A hit film that pokes fun at Westernized Egyptians has managed to anger Israel and the American University in Cairo as well as point up deep differences in this Arab country's society.
"Saidi at the American University," tells the story of Khalaf, a bumpkin southern Egyptian who wins a scholarship to study at the university whose students - many from Cairo's upper class - are known for their Americanized attitudes.The "saidi," the Arabic word for a southern Egyptian, runs into trouble from his first day. Wearing a tie and yellowish suit, he draws giggles from fellow students in casual college dress.
"Did you fall into a mustard jar?" one asks Khalaf.
But audience reaction, as reported in the Cairo press, has turned the tables on the students' derision - with cheers for Khalaf and boos for his detractors.
Both film and reaction speak to the contrast between upper middle class Cairenes who go to bars and American fast-food restaurants and the vast number of Egyptians who are conservative Muslims.
Khalaf - definitely in the second group - doesn't drink alcohol, speak English to fellow Egyptians or dance with girls.

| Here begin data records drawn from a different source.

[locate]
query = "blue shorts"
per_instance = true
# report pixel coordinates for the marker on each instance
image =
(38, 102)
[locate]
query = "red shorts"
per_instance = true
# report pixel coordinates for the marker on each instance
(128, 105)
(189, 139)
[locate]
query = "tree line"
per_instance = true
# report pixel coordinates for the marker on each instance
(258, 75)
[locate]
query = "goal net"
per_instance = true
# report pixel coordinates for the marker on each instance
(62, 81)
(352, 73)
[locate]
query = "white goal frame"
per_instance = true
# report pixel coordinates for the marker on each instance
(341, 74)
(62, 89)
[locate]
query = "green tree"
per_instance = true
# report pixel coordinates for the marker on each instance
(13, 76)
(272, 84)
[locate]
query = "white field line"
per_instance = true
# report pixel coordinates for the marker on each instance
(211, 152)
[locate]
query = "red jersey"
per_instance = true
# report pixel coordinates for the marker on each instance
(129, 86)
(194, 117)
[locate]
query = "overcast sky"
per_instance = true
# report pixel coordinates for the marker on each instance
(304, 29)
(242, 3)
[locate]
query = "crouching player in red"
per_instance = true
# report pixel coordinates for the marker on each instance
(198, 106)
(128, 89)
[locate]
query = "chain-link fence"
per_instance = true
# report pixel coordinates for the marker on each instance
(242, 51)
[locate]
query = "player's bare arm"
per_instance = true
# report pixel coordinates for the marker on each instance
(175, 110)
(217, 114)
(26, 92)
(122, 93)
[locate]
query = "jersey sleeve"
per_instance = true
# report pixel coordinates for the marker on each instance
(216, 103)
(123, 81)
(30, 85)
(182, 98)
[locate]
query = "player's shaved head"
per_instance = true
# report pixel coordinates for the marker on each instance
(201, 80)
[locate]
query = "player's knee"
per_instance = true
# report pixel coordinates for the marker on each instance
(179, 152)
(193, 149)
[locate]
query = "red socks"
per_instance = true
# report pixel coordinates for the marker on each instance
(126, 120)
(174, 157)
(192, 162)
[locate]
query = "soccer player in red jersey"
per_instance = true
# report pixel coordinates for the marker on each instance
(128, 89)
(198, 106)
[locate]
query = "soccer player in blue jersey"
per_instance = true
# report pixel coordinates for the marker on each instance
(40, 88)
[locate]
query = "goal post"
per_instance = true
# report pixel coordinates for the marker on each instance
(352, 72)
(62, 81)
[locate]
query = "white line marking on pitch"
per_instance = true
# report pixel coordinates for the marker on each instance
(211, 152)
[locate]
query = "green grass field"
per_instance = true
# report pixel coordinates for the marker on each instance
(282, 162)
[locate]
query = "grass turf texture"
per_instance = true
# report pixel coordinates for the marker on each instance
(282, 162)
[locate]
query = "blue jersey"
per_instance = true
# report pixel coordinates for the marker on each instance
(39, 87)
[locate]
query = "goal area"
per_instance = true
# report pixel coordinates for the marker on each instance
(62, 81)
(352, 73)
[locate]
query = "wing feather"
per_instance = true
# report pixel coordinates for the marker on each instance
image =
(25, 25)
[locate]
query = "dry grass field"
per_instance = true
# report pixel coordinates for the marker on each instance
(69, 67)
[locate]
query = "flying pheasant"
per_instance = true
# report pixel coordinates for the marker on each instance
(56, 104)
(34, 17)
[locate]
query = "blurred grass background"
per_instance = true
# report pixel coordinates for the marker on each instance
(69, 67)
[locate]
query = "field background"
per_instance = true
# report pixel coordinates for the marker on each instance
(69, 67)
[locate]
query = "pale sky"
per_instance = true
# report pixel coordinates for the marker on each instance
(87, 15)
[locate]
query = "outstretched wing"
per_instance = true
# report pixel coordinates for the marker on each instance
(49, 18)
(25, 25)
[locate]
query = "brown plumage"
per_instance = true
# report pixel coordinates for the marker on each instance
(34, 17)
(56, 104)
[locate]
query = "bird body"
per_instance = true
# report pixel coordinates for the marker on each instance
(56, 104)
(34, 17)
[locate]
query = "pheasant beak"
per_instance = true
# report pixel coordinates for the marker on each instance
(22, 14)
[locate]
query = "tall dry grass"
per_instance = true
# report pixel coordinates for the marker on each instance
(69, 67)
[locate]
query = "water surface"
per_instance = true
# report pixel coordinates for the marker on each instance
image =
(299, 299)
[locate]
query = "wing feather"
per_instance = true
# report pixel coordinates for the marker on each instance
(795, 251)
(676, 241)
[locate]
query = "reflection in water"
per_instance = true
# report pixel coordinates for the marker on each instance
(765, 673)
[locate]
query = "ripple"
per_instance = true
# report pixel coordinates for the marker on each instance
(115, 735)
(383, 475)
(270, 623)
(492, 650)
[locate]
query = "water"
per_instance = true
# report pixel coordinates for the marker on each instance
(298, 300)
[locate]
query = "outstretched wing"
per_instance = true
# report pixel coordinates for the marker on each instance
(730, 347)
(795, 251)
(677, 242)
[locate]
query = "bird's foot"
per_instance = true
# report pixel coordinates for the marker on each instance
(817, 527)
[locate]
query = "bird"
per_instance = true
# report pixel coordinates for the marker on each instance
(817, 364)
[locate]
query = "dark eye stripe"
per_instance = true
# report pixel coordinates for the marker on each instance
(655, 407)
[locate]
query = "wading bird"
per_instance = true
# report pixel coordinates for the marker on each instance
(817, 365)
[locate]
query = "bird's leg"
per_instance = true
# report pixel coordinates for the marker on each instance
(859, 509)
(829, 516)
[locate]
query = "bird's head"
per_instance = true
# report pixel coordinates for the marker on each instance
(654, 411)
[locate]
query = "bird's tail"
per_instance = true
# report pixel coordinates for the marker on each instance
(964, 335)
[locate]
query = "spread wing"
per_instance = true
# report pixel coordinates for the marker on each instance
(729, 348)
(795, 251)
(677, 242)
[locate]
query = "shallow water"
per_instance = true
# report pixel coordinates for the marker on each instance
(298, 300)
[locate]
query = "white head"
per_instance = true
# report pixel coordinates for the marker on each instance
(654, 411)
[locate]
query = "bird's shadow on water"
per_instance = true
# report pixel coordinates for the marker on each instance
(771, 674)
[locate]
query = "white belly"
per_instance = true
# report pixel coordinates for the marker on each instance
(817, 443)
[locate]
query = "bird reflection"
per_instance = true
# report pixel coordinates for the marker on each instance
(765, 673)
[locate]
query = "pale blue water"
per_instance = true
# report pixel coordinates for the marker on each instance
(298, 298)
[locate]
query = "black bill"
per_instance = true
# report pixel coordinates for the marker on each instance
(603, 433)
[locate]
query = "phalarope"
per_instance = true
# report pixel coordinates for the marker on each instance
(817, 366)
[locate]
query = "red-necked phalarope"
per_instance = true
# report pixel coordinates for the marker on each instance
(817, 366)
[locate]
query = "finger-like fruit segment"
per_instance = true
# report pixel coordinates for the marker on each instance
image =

In his hometown of Sohag, Khalaf never saw men and women dance together.
Some who have seen the film feel that Khalaf is the real Egyptian while the university's students represent an alien culture.
Whatever the reaction, the film is so popular that tickets must be bought days in advance.
The American University in Cairo, which was founded in 1919 and sees itself as having educated generations of Egyptian society, sued to stop distribution of the film using its name. But it withdrew the lawsuit this week after the filmmaker said he intended no harm to the university.
The movie's main scene also angered Israel. It shows an anti-Israeli demonstration on the 50th anniversary of the Jewish state earlier this year.